I've had a Rockwell 28-113 wood bandsaw sitting in the back of the shop since I bought it new in 1974.  It's gotten very little use since I haven't been into woodworking for over 30 years.  For the most part it's just taken up floor space and been used as a storage shelf.  A couple weeks ago I decided it was time to either make it useful or send it off to someone who would.

I scrounged through my stash of spare parts and came up with enough bits and pieces to convert it for cutting metal.  Among the pieces and parts was a 1/2 HP TEFC motor with a 15:1 reducer, a 12" pulley, a 2.5" to 4" variable sheave, and a few other odds and ends to minimize the cost of the transition.

I finished up this morning and at least to this point have been successful.  The drive slows the blade to 104 ft per minute which is the middle speed on my horizontal saw.  I did a test cut on a piece of 1/4" 6061 aluminum plate and it went well.  This is however an extremely light duty saw.  The band wheels are plastic with rubber tires, the bearings are plain bearings, otherwise referred to as "bushings, and the only size blades it can use are 3/8" and under.  I currently have a 3/8 bimetal blade on it with 10-14 tpi.  It'll be interesting to see how the saw performs when used on future projects.

Here are a few pictures:


----------



## MrWhoopee (Mar 3, 2022)

Nice!

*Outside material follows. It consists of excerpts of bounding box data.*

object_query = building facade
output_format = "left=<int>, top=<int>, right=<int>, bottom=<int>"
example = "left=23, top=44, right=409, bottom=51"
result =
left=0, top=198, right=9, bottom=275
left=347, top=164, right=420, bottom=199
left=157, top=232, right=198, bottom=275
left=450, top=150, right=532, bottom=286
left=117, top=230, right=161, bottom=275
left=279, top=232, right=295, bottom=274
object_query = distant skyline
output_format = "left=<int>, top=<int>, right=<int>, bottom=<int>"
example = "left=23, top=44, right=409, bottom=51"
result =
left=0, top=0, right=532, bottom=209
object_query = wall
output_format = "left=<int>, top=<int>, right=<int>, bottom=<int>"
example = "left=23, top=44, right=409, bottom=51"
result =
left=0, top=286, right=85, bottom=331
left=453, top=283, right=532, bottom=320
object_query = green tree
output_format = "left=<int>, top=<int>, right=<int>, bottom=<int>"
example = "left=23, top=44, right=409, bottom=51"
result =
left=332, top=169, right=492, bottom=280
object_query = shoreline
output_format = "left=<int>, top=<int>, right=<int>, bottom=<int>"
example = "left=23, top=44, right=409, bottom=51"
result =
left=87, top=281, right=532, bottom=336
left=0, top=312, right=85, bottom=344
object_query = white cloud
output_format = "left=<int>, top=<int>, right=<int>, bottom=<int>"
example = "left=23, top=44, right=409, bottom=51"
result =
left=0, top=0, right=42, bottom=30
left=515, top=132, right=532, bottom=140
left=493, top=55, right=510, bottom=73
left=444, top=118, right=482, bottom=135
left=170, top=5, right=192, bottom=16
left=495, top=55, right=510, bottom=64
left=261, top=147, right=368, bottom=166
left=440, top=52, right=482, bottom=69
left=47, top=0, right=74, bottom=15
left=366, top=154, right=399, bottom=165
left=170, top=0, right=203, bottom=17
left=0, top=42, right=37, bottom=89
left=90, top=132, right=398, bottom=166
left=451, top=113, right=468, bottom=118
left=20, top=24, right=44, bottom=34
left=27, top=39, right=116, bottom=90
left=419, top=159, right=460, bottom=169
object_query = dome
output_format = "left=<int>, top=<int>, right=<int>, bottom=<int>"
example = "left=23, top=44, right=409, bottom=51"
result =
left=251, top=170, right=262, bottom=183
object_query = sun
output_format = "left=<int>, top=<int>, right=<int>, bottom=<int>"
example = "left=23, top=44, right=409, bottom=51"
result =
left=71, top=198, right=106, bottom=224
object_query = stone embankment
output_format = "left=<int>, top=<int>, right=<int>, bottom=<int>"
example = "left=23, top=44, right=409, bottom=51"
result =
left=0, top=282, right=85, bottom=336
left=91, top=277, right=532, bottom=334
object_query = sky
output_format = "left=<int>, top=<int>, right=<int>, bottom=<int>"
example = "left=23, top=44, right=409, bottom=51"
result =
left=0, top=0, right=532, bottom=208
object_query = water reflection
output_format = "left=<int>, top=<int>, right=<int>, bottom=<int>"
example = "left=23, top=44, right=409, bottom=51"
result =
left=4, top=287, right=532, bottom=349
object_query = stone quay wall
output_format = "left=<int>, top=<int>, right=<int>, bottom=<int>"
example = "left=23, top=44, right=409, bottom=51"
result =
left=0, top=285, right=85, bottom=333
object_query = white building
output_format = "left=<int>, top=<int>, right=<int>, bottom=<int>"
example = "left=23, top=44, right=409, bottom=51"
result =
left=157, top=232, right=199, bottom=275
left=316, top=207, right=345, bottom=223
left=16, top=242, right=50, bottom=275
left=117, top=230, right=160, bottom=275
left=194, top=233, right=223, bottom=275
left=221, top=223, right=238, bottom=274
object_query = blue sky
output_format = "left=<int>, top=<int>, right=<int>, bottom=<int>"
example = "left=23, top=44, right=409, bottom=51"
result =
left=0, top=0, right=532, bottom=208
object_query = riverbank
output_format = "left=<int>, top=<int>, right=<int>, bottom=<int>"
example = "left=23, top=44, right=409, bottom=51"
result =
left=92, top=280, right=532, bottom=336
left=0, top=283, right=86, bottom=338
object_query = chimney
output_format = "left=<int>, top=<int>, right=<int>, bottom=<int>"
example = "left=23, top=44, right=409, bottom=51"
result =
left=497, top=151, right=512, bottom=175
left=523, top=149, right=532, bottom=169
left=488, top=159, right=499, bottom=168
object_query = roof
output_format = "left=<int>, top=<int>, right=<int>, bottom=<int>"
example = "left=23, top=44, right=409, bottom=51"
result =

Doubly nice because it was done with stuff on hand. My 4x6 vertical conversion has become one of my most used tools. Handy as a shirt pocket.


----------



## projectnut (Mar 3, 2022)

MrWhoopee said:


> Nice! Doubly nice because it was done with stuff on hand. My 4x6 vertical conversion has become one of my most used tools. Handy as a shirt pocket.


I think if I hadn't had the majority of the parts needed on hand it would have been less expensive to purchase a real metal cutting vertical bandsaw.  The Dodge Reliance reducer goes for around $200.00.  The Baldor motor is another $125.00, and the sheaves would have added another $50.00 or so (all eBay prices).  There are several saws at surplus dealers in the area with asking prices in the $350.00 range.  Keep in mind the $350.00 saws aren't much more robust than the one I have.  Ideally, I'd like to find a DoAll machine, but I don't have the room or the budget for the 36" one I'd really like.


----------



## rock_breaker (Mar 3, 2022)

You will be glad you did this!


----------



## projectnut (Mar 8, 2022)

I've used the above resurrected saw a few times and have been pleasantly surprised how well it works.  I must admit that to date the heaviest material I've cut has been 1/4" aluminum plate.  The saw is easy to use but does seem to have one of the typical drawbacks of vertical saws.  The blade leaves swarf on the material to be cut, so following contour lines becomes difficult.

Our DoAll saws at work had a small air pump with a nozzle that could be directed at the point of cut to disperse the swarf.  I'm thinking I might be able to duplicate that type of pump with something like an aquarium aerating pump.  Just wonder if anyone has tried something similar, or could make suggestions as to something else that might work well

Thanks in advance.


----------